Solon, auteur d'un vers de l'Iliade ?

Pour déterminer les Athéniens à conquérir Salamine, Solon ne joue pas simplement le rôle de l’illuminé ; il ne se contente pas non plus de les charmer poétiquement. Il va jusqu’à réécrire Homère, précisément ajouter un vers aux milliers de vers de l’Iliade , un seul vers mais fait de quelques mots décisifs: ils établissent un lien éternel entre Salamine et Athènes. Le voici le vers rusé d’abord dans la traduction qu’en donne Richard Goulet :
« De Salamine, Ajax amenait douze nefs – Qu’il a conduites là, près des troupes d’Athènes. » (I, 49)
Ce même subterfuge, je le retrouve mais entre parenthèses, élément repéré comme douteux, dans la traduction de l’Iliade due à Eugène Lasserre :
« Ajax, de Salamine, avait conduit douze vaisseaux (et les établit là où les Athéniens établissaient leurs phalanges) » (GF p.52)
Une note m’éclaire : l’accusation remonte à Strabon, célèbre géographe grec de la fin du premier siècle av.

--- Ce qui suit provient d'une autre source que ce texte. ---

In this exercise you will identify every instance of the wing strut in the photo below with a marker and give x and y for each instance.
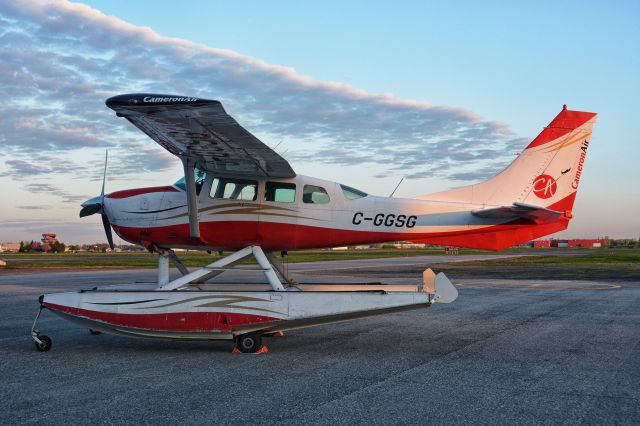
(192, 197)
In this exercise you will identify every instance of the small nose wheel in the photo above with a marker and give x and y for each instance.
(44, 343)
(249, 343)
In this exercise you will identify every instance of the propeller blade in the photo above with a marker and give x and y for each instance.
(90, 209)
(104, 175)
(107, 229)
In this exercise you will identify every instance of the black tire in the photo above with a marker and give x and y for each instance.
(45, 344)
(249, 343)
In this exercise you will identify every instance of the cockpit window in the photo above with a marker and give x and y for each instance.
(314, 195)
(199, 175)
(280, 192)
(234, 189)
(352, 193)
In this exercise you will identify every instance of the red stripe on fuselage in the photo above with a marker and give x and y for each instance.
(194, 322)
(139, 191)
(273, 236)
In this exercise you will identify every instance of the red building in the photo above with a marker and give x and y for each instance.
(542, 244)
(47, 241)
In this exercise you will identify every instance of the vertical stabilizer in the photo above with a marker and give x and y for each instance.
(547, 173)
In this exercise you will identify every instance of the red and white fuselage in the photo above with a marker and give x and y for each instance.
(315, 213)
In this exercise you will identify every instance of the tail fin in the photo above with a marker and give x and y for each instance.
(547, 173)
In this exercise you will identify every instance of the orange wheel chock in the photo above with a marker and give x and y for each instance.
(262, 350)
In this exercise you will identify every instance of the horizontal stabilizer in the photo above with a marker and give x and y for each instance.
(520, 211)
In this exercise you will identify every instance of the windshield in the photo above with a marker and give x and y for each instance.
(199, 175)
(352, 193)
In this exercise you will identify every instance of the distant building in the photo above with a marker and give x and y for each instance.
(572, 243)
(541, 244)
(48, 240)
(10, 247)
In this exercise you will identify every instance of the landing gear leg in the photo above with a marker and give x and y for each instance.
(43, 343)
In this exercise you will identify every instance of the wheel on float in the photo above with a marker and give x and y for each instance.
(249, 343)
(45, 343)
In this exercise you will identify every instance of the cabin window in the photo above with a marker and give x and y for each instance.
(352, 193)
(280, 192)
(315, 195)
(199, 175)
(234, 189)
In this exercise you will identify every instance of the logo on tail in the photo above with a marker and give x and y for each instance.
(544, 186)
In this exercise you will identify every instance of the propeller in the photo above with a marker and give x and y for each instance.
(96, 205)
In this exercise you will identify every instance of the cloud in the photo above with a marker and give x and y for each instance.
(49, 189)
(61, 61)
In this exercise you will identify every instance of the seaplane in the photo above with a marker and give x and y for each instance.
(238, 195)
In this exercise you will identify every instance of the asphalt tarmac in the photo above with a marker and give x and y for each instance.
(506, 352)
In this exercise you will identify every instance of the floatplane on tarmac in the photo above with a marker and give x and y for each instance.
(239, 195)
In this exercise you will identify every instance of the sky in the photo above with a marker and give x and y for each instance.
(364, 93)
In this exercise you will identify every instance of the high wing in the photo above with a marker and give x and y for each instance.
(200, 131)
(520, 211)
(203, 135)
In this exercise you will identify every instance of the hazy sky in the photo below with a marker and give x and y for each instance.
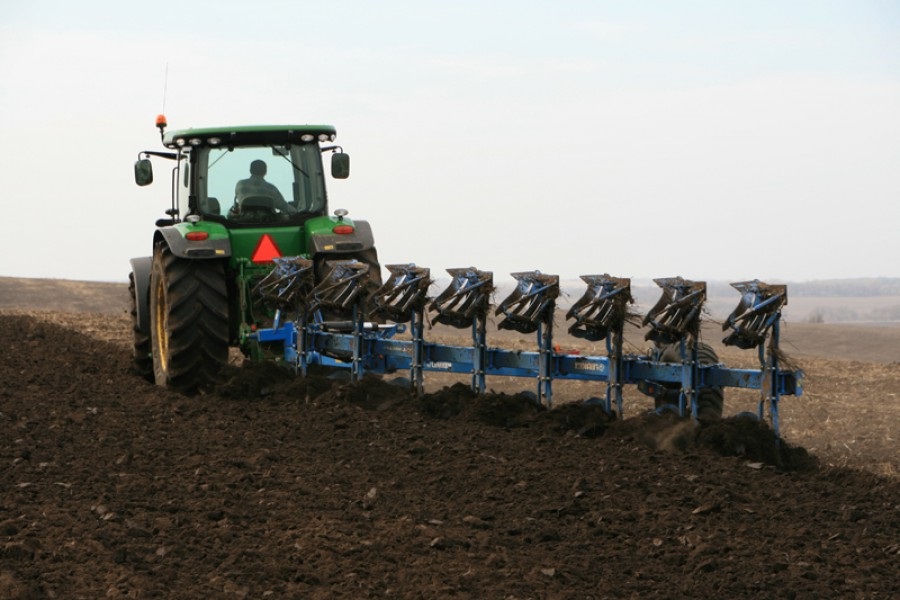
(707, 139)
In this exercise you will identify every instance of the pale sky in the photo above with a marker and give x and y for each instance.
(709, 139)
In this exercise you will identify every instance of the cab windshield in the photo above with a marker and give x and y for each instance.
(261, 184)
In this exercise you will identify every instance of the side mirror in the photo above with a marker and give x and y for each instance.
(340, 165)
(143, 172)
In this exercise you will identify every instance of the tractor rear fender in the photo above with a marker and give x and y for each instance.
(140, 267)
(217, 245)
(325, 241)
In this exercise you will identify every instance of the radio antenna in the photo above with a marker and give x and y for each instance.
(165, 88)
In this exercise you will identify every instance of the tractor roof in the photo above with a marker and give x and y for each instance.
(249, 135)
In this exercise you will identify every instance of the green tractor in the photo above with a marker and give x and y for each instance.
(242, 197)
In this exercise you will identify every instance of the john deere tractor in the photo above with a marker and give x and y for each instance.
(241, 198)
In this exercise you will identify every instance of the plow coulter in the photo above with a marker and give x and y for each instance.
(681, 372)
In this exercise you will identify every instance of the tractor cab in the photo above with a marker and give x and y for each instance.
(249, 176)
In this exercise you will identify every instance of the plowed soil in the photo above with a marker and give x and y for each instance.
(276, 487)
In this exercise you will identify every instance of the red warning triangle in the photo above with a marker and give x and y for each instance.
(266, 250)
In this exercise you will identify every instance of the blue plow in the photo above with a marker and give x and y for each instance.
(302, 337)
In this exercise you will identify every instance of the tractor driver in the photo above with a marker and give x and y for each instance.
(256, 185)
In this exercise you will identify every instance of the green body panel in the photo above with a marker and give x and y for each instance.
(216, 231)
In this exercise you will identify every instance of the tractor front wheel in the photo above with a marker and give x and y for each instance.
(188, 320)
(142, 352)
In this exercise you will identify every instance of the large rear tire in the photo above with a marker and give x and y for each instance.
(188, 320)
(710, 400)
(142, 350)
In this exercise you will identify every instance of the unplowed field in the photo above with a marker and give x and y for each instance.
(274, 487)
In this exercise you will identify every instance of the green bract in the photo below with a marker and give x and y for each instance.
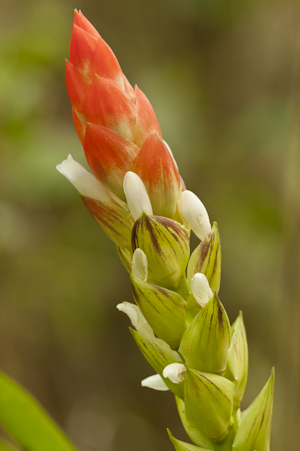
(206, 341)
(206, 259)
(208, 402)
(192, 431)
(238, 357)
(254, 431)
(166, 245)
(159, 355)
(163, 309)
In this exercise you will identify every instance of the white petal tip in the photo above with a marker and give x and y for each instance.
(201, 289)
(175, 372)
(155, 382)
(194, 213)
(136, 195)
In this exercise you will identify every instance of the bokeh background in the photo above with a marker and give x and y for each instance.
(223, 77)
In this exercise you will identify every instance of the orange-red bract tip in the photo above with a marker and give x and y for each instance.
(109, 156)
(146, 122)
(79, 126)
(81, 21)
(77, 85)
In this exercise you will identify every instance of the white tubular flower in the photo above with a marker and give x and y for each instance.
(83, 180)
(140, 265)
(194, 213)
(175, 372)
(136, 195)
(201, 289)
(137, 319)
(155, 382)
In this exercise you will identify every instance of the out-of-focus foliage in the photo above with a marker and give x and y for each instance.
(223, 77)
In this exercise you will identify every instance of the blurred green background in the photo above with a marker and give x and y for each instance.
(223, 78)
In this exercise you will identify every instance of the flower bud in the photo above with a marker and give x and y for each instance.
(84, 181)
(208, 402)
(140, 265)
(137, 319)
(166, 245)
(182, 446)
(192, 431)
(137, 197)
(255, 428)
(201, 289)
(164, 310)
(175, 372)
(206, 341)
(155, 165)
(194, 214)
(155, 382)
(238, 357)
(159, 355)
(206, 259)
(109, 156)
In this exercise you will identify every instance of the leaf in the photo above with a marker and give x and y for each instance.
(25, 420)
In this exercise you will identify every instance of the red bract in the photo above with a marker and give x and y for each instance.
(116, 123)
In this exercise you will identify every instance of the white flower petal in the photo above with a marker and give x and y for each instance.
(140, 265)
(136, 195)
(83, 180)
(137, 319)
(194, 213)
(155, 382)
(201, 289)
(175, 372)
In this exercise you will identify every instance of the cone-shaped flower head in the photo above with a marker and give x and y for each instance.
(194, 214)
(116, 123)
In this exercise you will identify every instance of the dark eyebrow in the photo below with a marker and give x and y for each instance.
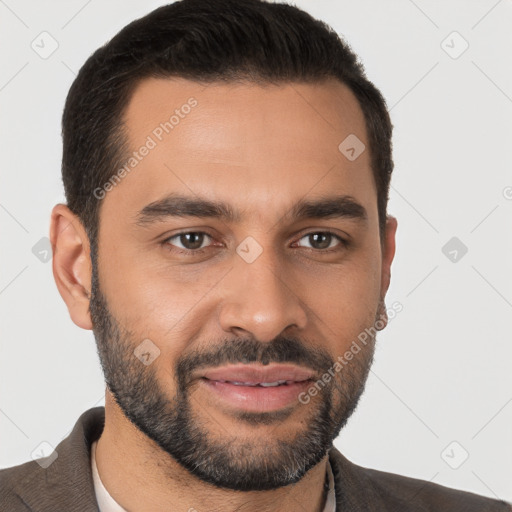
(175, 205)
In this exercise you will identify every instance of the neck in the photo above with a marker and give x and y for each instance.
(140, 476)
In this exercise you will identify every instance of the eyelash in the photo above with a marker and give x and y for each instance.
(193, 252)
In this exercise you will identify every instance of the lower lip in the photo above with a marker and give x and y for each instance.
(257, 398)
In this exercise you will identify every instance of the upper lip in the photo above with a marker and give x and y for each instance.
(256, 374)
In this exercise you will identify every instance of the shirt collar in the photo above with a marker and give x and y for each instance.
(108, 504)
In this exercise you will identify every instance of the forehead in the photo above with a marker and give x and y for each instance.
(256, 146)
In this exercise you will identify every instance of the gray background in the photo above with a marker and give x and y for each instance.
(441, 388)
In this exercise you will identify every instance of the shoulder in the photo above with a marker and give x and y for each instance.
(10, 480)
(370, 489)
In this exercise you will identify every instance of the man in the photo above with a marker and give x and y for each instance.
(226, 166)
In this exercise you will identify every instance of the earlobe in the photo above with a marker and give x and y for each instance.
(71, 263)
(388, 253)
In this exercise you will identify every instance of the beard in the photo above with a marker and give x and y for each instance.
(225, 461)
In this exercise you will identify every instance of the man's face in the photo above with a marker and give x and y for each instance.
(196, 298)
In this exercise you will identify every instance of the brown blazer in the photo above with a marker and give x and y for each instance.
(66, 485)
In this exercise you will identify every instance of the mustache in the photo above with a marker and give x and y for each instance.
(244, 351)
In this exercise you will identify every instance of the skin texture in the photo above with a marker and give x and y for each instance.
(261, 149)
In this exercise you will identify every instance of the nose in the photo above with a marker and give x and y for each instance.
(261, 299)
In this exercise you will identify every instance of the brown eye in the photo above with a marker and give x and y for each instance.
(190, 241)
(322, 240)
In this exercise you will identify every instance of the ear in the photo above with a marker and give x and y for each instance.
(388, 253)
(72, 269)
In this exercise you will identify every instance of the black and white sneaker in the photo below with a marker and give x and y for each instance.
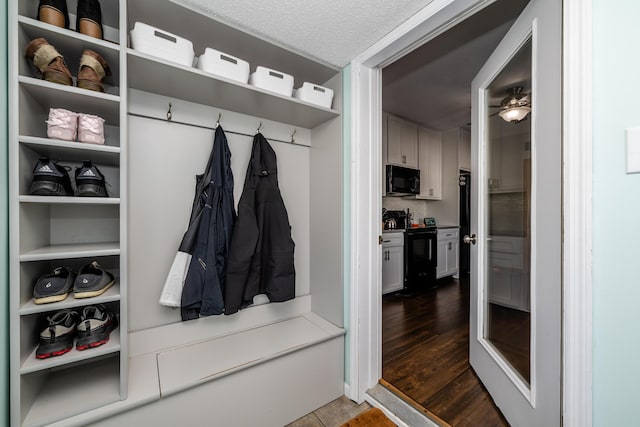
(92, 281)
(57, 338)
(95, 325)
(50, 179)
(54, 286)
(89, 181)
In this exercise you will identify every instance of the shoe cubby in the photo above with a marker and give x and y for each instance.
(30, 272)
(69, 231)
(28, 10)
(56, 393)
(70, 45)
(34, 324)
(38, 96)
(47, 228)
(29, 157)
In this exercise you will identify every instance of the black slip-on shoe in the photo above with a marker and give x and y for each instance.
(89, 18)
(95, 325)
(57, 338)
(50, 179)
(54, 12)
(90, 181)
(54, 286)
(92, 281)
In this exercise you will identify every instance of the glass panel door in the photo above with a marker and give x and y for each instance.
(507, 319)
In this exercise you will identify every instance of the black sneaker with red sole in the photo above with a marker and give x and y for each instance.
(95, 325)
(57, 338)
(90, 181)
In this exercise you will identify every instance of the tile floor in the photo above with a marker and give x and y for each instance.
(332, 414)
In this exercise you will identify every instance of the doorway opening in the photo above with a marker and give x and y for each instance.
(425, 328)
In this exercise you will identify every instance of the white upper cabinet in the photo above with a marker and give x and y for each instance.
(430, 164)
(464, 149)
(402, 142)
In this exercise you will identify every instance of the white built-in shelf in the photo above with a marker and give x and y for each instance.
(72, 151)
(81, 250)
(63, 200)
(172, 80)
(73, 391)
(31, 364)
(72, 98)
(112, 294)
(70, 44)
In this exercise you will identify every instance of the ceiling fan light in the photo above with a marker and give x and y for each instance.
(514, 114)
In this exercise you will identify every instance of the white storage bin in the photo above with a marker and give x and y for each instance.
(272, 80)
(219, 63)
(156, 42)
(314, 94)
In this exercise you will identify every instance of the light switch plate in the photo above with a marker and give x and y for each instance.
(633, 150)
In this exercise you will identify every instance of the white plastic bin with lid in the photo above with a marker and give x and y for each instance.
(160, 43)
(272, 80)
(224, 65)
(314, 94)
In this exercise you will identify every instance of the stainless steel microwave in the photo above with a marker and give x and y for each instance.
(402, 181)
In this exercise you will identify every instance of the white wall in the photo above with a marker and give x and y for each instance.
(616, 209)
(446, 210)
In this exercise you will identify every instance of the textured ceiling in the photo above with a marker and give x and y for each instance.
(332, 31)
(432, 84)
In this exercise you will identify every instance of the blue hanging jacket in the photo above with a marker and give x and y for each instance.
(209, 235)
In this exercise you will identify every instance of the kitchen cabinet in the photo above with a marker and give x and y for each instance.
(392, 261)
(448, 249)
(510, 150)
(430, 164)
(508, 280)
(402, 142)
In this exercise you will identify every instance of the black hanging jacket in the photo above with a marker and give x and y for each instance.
(261, 256)
(213, 216)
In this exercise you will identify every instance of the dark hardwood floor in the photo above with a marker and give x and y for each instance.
(425, 354)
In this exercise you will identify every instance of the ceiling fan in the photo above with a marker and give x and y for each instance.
(515, 107)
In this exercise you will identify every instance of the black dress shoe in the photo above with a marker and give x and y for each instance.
(54, 12)
(89, 18)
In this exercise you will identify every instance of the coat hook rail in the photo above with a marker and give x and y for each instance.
(214, 128)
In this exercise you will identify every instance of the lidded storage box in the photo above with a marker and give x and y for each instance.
(272, 80)
(314, 94)
(227, 66)
(156, 42)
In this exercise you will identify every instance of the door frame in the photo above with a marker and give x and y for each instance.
(365, 333)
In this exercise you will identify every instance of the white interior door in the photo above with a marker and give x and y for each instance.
(515, 335)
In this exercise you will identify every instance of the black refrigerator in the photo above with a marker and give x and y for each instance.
(465, 222)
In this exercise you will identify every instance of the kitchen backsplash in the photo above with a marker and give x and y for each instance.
(417, 207)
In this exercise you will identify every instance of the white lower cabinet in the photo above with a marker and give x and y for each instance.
(448, 245)
(392, 262)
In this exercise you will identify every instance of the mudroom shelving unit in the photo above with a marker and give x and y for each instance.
(156, 359)
(47, 232)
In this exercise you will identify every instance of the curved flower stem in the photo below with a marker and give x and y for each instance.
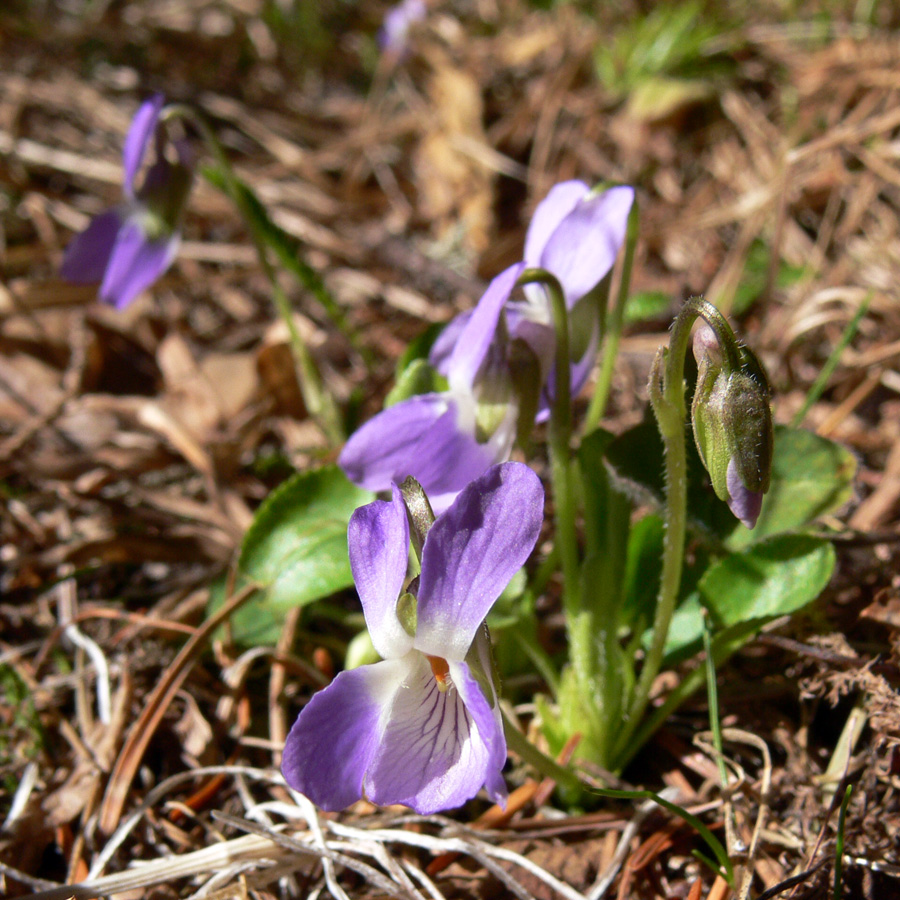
(318, 401)
(667, 399)
(613, 334)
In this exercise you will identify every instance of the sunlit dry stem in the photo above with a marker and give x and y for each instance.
(667, 399)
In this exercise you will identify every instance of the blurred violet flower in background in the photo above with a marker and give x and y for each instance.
(128, 247)
(445, 439)
(393, 38)
(576, 234)
(422, 727)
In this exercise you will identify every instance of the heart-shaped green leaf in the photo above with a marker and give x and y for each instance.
(296, 550)
(811, 476)
(772, 578)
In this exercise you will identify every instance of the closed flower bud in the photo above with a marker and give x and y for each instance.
(732, 423)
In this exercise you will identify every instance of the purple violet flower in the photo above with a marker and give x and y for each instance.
(129, 247)
(393, 38)
(422, 727)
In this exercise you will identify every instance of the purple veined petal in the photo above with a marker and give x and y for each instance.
(579, 372)
(471, 553)
(138, 139)
(87, 255)
(378, 541)
(488, 724)
(442, 349)
(435, 750)
(559, 202)
(475, 338)
(336, 736)
(423, 436)
(135, 263)
(744, 503)
(584, 246)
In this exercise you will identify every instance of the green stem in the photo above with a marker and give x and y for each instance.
(544, 764)
(613, 334)
(723, 646)
(318, 401)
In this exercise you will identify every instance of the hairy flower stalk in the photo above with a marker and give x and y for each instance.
(422, 727)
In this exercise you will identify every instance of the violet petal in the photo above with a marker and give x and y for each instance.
(442, 348)
(584, 246)
(378, 540)
(488, 725)
(337, 733)
(135, 263)
(472, 552)
(559, 202)
(422, 437)
(88, 253)
(478, 333)
(433, 755)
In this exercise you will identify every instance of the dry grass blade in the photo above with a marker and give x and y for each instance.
(143, 729)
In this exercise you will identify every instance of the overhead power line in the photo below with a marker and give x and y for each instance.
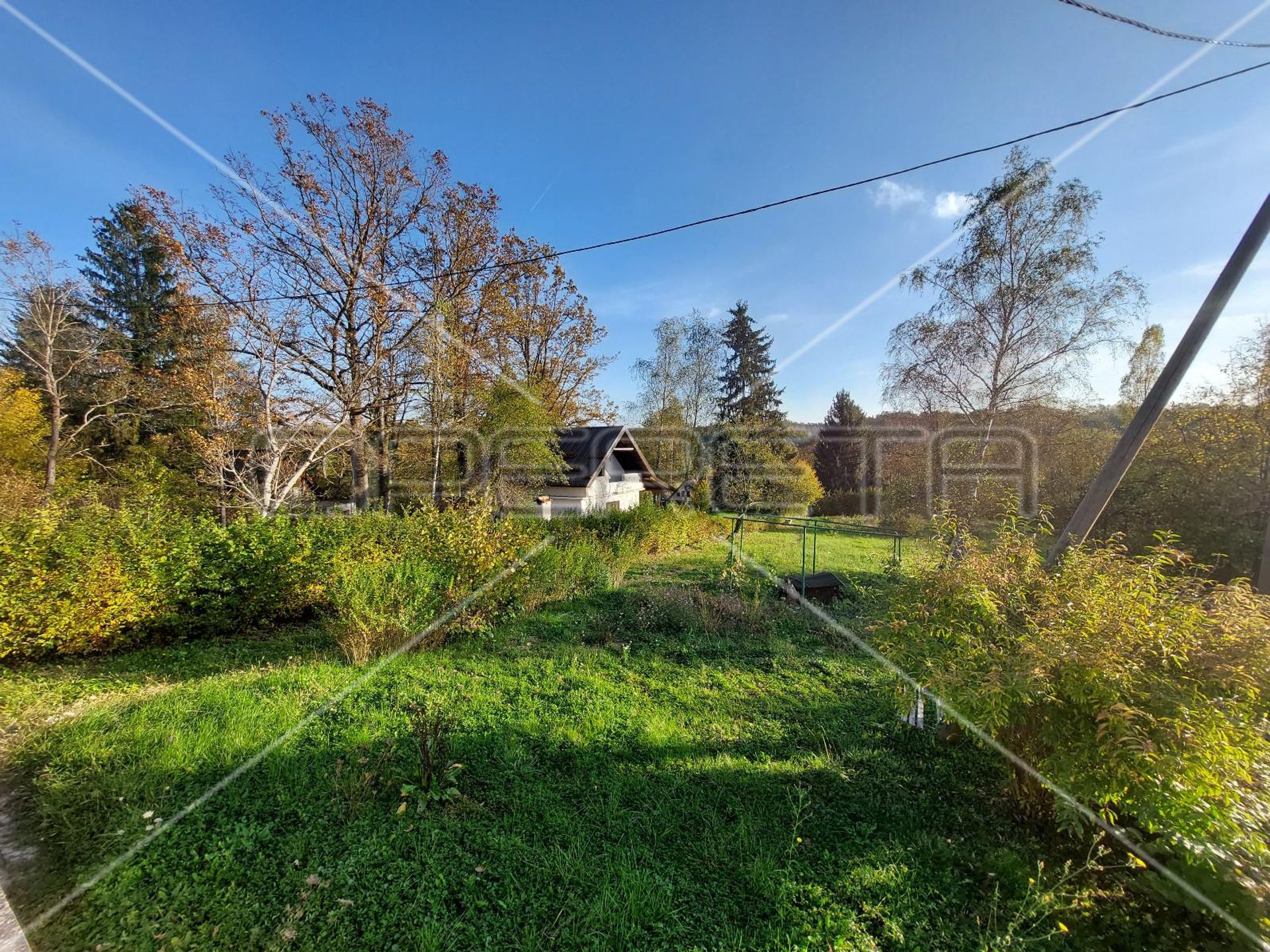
(554, 255)
(1159, 31)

JC. Solon ou Pisistrate aurait, d’après lui, fabriqué ce « mythe fondateur ». Mais Lasserre ajoute que les Mégariens usaient du même procédé en remplaçant les vers cruciaux par ceux-ci :
« Ajax avait conduit les vaisseaux de Salamine, ainsi que de Polichnè, d’Aîgirousè, de Nisaiè et de Tripodon » « toutes villes mégariennes ! »
Solon aurait donc été le faussaire du camp athénien ; à voir ce sage trafiquer les Ecritures, je comprends mieux la méfiance platonicienne à l’égard d’un certain usage de la poésie et précisément d’Homère ! A dire vrai, Diogène Laërce rapporte le prétendu fait avec prudence :
« Certains disent qu’il aurait également inséré dans le Catalogue d’Homère… » (ibid.)
En revanche, il présente Solon profanant bel et bien les tombes à des fins politiques :
« Afin de ne pas avoir l’air de s’être emparé de Salamine seulement par la force, mais aussi en vertu du droit, il fit déterrer quelques tombes et montra que les morts étaient tournés vers l’Orient, conformément à la coutume funéraire à Athènes ; de plus, que les tombes elles-mêmes regardaient vers le Levant et que les noms gravés indiquaient les dèmes d’origine, pratique qui était propre aux Athéniens. » (ibid.)
Amusant : on en connaît d’autres qui, à l’imitation de Solon, ont cherché sur place des justifications a posteriori de leurs conquêtes mais eux, malgré leurs efforts désespérés, n’ont pas trouvé…(1) Je pense à Pascal :
« Ne pouvant faire que ce qui est juste fût fort, on a fait que ce qui est fort fût juste » (Pensées, fragment 94, édition Le Guern)
On me dira que Solon a le droit pour lui puisque les Salaminiens ont les usages des Athéniens. Mais Plutarque, cité par Richard Goulet, confirme mon trouble : il assure que c’est à Mégare que les morts étaient orientés vers l’Est alors qu’à Salamine ils regardaient vers l’Ouest. C’est donc Mégare que Solon aurait dû entraîner ses compatriotes à conquérir…
(1)Ajout du 21-10-14 : allusion aux armes de destruction massive invoquées en 2003 pour justifier l'invasion américaine de l'Irak.

mardi 24 mai 2005

Solon en sorcier ou d'un usage raisonnable de la déraison.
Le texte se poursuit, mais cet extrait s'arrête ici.